‘Hurricane will dent Abaco, but not stop recovery’

Conditions in Abaco


Tribune Staff Reporter


THE president of Abaco’s Chamber of Commerce said the damage from Nicole will put a dent but not be a setback to the island’s hurricane recovery.

Nicole, which hit Abaco as a tropical storm before strengthening into a hurricane over Grand Bahama yesterday, came three years after the devastation of Hurricane Dorian, which both islands are still trying to recover from.

Daphne Degregory-Miaoulis told The Tribune yesterday afternoon that the flooding will have a negative effect on businesses on the island, especially for people who had just refurbished structures damaged by Dorian to now have to find resources to fix them again.

“Yes, some of them have been affected (businesses in the Chamber of Commerce) and you know when you have saltwater flooding it means removal of sheetrock. It means replacement of furnishings. It means that there could be electrical damage.

“You know, unfortunately, our buildings are not constructed with hurricanes in mind and so electrical outlets are way too low to really avoid being affected by floods. I know in Marsh Harbor, the ECC school that has been completely rebuilt by NGOs, the flooding in Marsh Harbour extends all the way to their school, which is like two streets back from the shoreline,” she said.

“It’s significant, although their buildings, I think most of them are off ground. So hopefully, flooding hasn’t gotten into the buildings, but it’s significant for many businesses—new buildings obviously have been built up high enough, but existing buildings that were refurbished that are still you know, below flood levels, are gonna have to be refurbished all over again with what resources? They’ve exhausted their resources.”

She spoke with this newspaper while the storm was still bearing down on the island.

Asked to estimate the damage the storm has brought to businesses, she compared the impact the storm had on New Providence, despite the island not being in its direct path.

“The worst part of the storm hasn’t passed yet. I mean, look at New Providence. You can’t even travel on West Bay Street and you don’t have the hurricane. So just magnify that by three or four times and then you’ll have a better appreciation for what people in Abaco and Grand Bahama - Grand Bahama east and Grand Bahama I think people still living in tents.”

Asked if this will set back the economic progression on that island, she answered: “To say set back, of course it’s going to put a dent. But to set back to what it was I would say no because Abaco probably is the most hurricane prepared island in The Bahamas because people who have rebuilt have rebuilt and refurbished with hurricanes in mind.

“So some of the errors of construction in the past may have been corrected or should have been corrected.
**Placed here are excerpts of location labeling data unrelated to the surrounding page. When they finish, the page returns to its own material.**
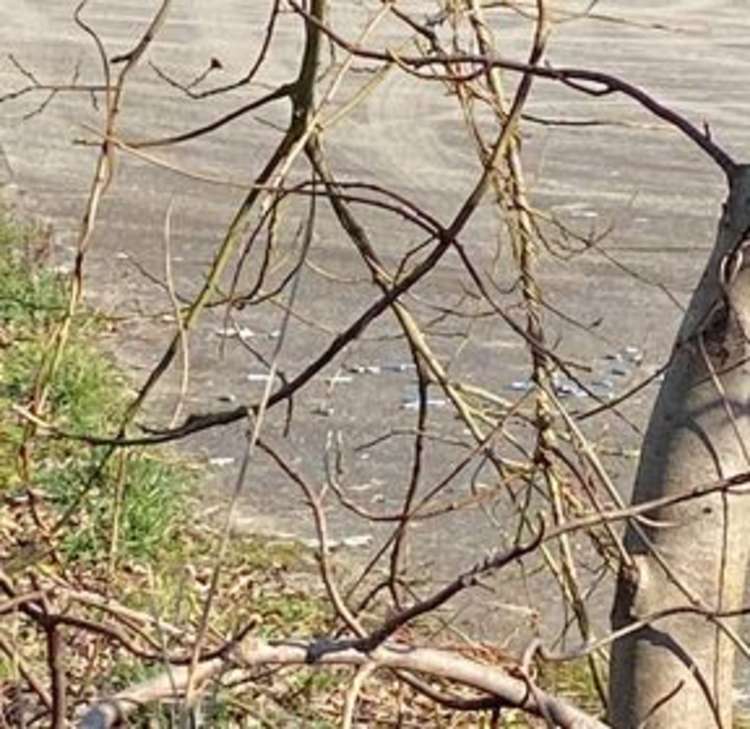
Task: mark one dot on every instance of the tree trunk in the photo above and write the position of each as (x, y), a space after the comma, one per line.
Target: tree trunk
(677, 671)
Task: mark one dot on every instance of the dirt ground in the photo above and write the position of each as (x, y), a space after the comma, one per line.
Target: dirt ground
(658, 195)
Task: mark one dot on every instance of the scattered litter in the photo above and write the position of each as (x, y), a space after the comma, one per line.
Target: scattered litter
(603, 385)
(569, 389)
(413, 403)
(357, 540)
(399, 367)
(232, 333)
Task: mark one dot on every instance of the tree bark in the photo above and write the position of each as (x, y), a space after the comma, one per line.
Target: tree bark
(678, 671)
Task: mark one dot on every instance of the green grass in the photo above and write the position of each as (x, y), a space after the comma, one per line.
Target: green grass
(88, 395)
But I don’t say we’re gonna get back to where we were but certainly there is going to be an economic pain to recover from this just when we were starting to get, you know, into a more lucrative position.”
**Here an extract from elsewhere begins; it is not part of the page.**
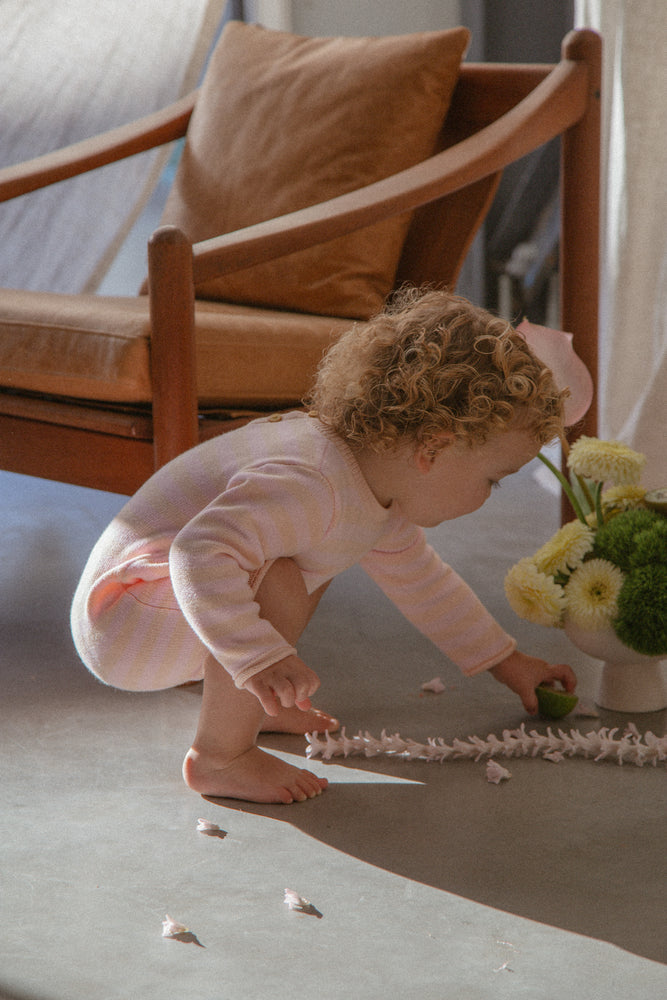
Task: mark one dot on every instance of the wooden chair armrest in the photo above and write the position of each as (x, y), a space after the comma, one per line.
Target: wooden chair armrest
(145, 133)
(553, 106)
Acting Prime Minister Chester Cooper said on Tuesday that in the aftermath of the storm officials will look at all of the tools available to the government including extension of concessions if that is required.
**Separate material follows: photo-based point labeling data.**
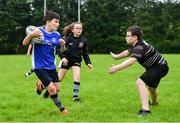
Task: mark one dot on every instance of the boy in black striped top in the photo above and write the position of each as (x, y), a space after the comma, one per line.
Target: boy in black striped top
(147, 56)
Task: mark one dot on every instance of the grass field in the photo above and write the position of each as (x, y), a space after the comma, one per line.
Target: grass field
(104, 97)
He gave that answer when asked if Prime Minister Philip Davis planned to extend the Special Economic Recovery Zone deadline to January 1 to accommodate for the delays of imports because of the storm.

Abaco’s Chamber of Commerce president argued it should be a “no-brainer” for an extension.

“There has been significant flooding in all of the settlements especially as well on the cays. People who are just residents who have just now recovered still from Dorian and finally getting their homes back in order, especially their rental properties, their home, their home properties, a lot of people still don’t have their homes rebuilt or refurbished,” Ms Degregory-Miaoulis said.

“And I mean I don’t know what they need to reconsider - it should be an absolute no brainer that the SERZ extension needs to be continued for another three years. …People don’t have disposable cash that they can just go out and buy what they need. They’ve got to buy it as they can afford it and that just is not going to happen overnight. So if they don’t extend the SERZ order beyond December 1 in full as it was originally implemented then I say shame on the government.”